For instance, if more field data points are identified, the OT team can simply add them into the source PLC and then access the points as needed with the cloud services. OT maintains ownership of the application, while gaining valuable insight on IT technologies.
While end-users will realize many benefits to implementing cloud projects, there are additional advantages for machine and equipment builders. These OEMs can provide new equipment with an all-in-one PLC for local machine control, along with direct connectivity to the cloud. Some PLCs include multiple Ethernet ports so OEMs can establish one network segment for local machine connections, and a second for cloud/internet connectivity.
PLCs used in this role should also provide a robust instruction set to simplify building contextualized data structures that can be consumed natively by cloud infrastructures. The PLC should have sufficient memory to accomplish local data logging, which can be used to store data if there is a network problem, and then forward it when the network is restored.
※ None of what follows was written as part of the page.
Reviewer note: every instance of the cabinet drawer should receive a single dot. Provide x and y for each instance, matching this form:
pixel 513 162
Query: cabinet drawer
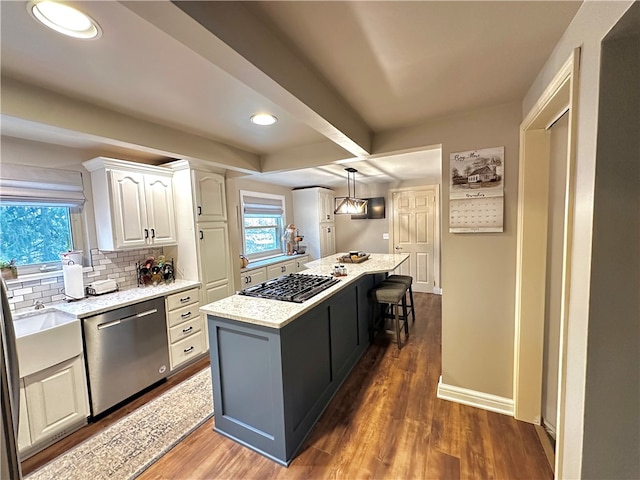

Using off-the-shelf products and services in this way allows OEMs to design, build and deploy advanced IIoT applications with minimum effort and risk. Some cloud-based software as a service (SaaS) options available are for:
- Energy monitoring.
- Machine performance and availability.
- Overall equipment effectiveness (OEE).
- Quality metrics.
- Remote monitoring and notifications.
- Predictive maintenance.
- Data historians and trends.
Getting started is as simple as registering on a cloud vendor website, and then entering the authentication parameters into a cloud-capable PLC. OEMs can use cloud computing and SaaS to quickly add IIoT capabilities to one machine, with only a modest amount of required training.
These IIoT features can be extended to every machine they sell, as they are produced. The OEM can then monitor and compare the performance of an entire fleet of machines, located anywhere in the world, to improve their product and offer value-added services to their clients.
By removing the burden of learning and experimenting with many underlying technologies, modern cloud-capable PLCs are enabling OEMs and end-users to focus on what they do best, while still taking advantage of the latest technologies.
Damon Purvis is the PLC product manager at AutomationDirect.com. He has more than 22 years of industrial automation experience. Previous roles have included designing and deploying automated solutions in a variety of industries and managing product development of manufacturing data management and business intelligence applications.